If the polymers are copolymers, they can be random, block or graft copolymers. When the α-hydroxycarboxylic acids, hydroxycarboxylic acids and hydroxytricarboxylic acids above have optical activity in their molecules, any of the D isomers, L isomers and DL isomers can be used. Among others, the polymer of α-hydroxycarboxylic acid (preferably lactic acid-glycolic acid polymer), its ester, poly-α-cyanoacrylic acid esters, etc., and the copolymer of lactic acid-glycolic acid are preferred even more. (also known as poly (lactide-co-glycolide) or poly (lactic-co-glycolic) (and hereinafter referred to as PLGA). Thus, in one aspect the polymer is PLGA. As used herein, the term PLGA includes the polymers of lactic acid (also known as polylactide, (acid) poly (lactic) or PLA).

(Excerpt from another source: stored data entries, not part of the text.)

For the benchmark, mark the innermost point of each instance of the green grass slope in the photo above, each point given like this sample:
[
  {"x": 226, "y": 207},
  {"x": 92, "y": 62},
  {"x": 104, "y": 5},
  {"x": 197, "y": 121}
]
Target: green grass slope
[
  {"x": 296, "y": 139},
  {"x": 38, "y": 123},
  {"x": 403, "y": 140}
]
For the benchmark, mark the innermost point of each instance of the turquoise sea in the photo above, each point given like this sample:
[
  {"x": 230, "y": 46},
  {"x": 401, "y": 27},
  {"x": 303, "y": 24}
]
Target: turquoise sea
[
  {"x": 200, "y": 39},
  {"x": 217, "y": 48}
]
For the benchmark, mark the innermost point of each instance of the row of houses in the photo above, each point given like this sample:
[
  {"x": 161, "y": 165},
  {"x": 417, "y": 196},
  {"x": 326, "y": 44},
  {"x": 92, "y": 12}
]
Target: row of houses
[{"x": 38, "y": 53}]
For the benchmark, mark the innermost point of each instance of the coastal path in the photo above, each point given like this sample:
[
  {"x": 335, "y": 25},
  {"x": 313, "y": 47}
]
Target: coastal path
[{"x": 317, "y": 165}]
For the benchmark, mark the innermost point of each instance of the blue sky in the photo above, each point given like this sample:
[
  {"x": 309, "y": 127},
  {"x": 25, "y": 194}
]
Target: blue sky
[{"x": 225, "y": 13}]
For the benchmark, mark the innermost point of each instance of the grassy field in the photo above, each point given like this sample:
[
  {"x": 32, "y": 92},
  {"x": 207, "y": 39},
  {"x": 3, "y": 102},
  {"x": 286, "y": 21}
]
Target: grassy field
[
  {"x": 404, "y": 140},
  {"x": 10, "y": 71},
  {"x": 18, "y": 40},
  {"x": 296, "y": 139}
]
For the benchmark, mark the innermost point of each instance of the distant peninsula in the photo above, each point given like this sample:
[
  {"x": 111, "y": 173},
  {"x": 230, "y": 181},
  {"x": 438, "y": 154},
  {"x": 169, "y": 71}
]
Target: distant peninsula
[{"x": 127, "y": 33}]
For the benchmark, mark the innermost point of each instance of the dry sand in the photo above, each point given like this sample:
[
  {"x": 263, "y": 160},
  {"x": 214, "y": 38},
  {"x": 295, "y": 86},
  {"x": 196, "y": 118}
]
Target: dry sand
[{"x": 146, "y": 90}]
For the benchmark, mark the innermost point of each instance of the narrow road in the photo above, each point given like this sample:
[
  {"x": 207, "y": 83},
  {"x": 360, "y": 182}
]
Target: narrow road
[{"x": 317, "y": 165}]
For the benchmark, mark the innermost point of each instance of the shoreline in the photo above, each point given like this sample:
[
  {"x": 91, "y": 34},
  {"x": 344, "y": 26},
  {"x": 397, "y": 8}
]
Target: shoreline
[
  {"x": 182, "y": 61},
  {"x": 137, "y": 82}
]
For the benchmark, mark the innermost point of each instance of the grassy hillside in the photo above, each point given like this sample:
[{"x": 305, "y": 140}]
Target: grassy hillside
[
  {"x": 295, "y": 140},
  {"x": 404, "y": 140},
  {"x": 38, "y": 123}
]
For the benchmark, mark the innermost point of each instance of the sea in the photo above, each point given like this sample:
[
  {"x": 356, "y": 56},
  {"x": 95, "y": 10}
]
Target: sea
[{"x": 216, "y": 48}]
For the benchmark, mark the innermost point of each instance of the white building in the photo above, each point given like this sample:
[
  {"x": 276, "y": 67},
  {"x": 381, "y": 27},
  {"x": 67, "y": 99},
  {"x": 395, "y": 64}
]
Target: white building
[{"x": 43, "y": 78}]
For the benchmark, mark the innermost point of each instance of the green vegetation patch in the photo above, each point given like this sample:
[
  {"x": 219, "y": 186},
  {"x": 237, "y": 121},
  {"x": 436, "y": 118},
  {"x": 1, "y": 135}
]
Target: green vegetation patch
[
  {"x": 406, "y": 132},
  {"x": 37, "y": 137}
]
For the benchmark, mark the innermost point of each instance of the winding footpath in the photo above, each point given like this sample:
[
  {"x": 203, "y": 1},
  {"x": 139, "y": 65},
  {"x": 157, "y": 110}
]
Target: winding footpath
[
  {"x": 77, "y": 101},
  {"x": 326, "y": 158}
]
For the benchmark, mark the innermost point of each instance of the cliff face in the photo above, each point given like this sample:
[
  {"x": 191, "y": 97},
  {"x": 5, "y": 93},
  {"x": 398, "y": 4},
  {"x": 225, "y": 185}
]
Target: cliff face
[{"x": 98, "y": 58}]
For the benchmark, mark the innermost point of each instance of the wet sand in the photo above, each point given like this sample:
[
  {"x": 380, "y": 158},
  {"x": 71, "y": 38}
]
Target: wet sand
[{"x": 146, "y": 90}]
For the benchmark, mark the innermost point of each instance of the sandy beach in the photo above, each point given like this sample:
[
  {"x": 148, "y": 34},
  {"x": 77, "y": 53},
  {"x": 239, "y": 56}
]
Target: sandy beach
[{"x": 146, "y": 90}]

Suitable PLGA polymers can have a molar ratio of lactic acid: glycolic acid in the range of 100: 0 to 50:50, conveniently in the range of 95: 5 to 50:50. For example, the PLGA polymer can have a molar ratio of lactic acid: glycolic acid of 95: 5 or 50:50.
Suitable PLGA polymers can have a blocking length in the range of 1 to 5, preferably 2 to 4.
Suitable PLGA polymers can have a weight average molecular weight of from about 3,000 to about 50,000, preferably from about 4,000 to about 40,000, and more preferably from about 5,000 to about 30,000 Daltones. The degree of dispersion (average weight-average molecular weight / number-average molecular weight, hereinafter referred to as polydispersity) can vary from about 1.2 to about 4.0, preferably from about 1.3 to about 3.5.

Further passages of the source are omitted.